Sabrina Ho looks to Macau art fairs and auctions to diversify economic climate from casinos

As pressure grows on Macau to locate new causes of revenue, scion of casino dynasty imagines an alternative future for your other SAR
Sabrina Ho Chiu-yeng is performing what she could to aid Macau diversify. The 26-year-old daughter of Stanley Ho Hung-sun might be better known for gracing society and entertainment pages, but in January she organised the very first Macau sales by China’s state-owned Poly Auction and also in November held her annual hotel art fair, having already launched an exhibition to market the work of young art graduates in September.


“Macau is evolving,” she tells The Collector. “We don’t desire to rely just about the gaming industry. We want more families into the future in charge of holidays, we want to boost our cultural and artistic industries.”
This is the politically correct view for your daughter of the casino magnate. Macau is within the cross hairs of Beijing’s fight against corruption and capital outflow. The central government started urging the location to quit its addiction to the gaming sector, the taxes that pay for most public expenditures, back during the boom years, when the “build it and they’re going to come” mentality ruled the casino industry. Today, mainland policies to discourage high rollers coupled with a slowing economy have raised pressure to succeed to locate new revenues.
Fundamental change may be slow into the future. Five casinos have opened since 2012 plus much more are stored on the best way, including two from branches from the Ho empire – the Grand Lisboa Palace, led by Ho’s mother, Angela Leong On-kei (Stanley’s so-called “fourth wife”), and MGM Cotai, headed by Sabrina ho chiu yeng‘s half-sister Pansy Ho Chiu-king.

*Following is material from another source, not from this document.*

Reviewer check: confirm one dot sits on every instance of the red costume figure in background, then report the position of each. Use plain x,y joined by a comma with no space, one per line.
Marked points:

So can be Sabrina’s cultural endeavours all just a bit of soft advertising for your clan?
Well, China’s biggest ah is treat­ing her seriously, and hopes her youthful energy and family connections may help it enter a brand new and wealthy market where no international house carries a presence. In turn, Ho says, sherrrd like the auctions to aid attract tourists as well as perhaps encourage the city’s 600,000 residents to formulate really an interest in culture. Their bond, called Poly Auction Macau, is 51 percent belonging to Poly as well as the rest by Ho’s company, Chiu Yeng Culture.
Ho spent my childhood years flanked by art and other collectables belonging to her parents but she is fairly new towards the auctions business. After graduating with the arts degree in the University of Hong Kong, in 2013, she worked on the branding and marketing side from the family’s hotel and property businesses. “But I prefer art and that i asked Poly basically could work part time within their Hong Kong office, to discover the auction world,” she says.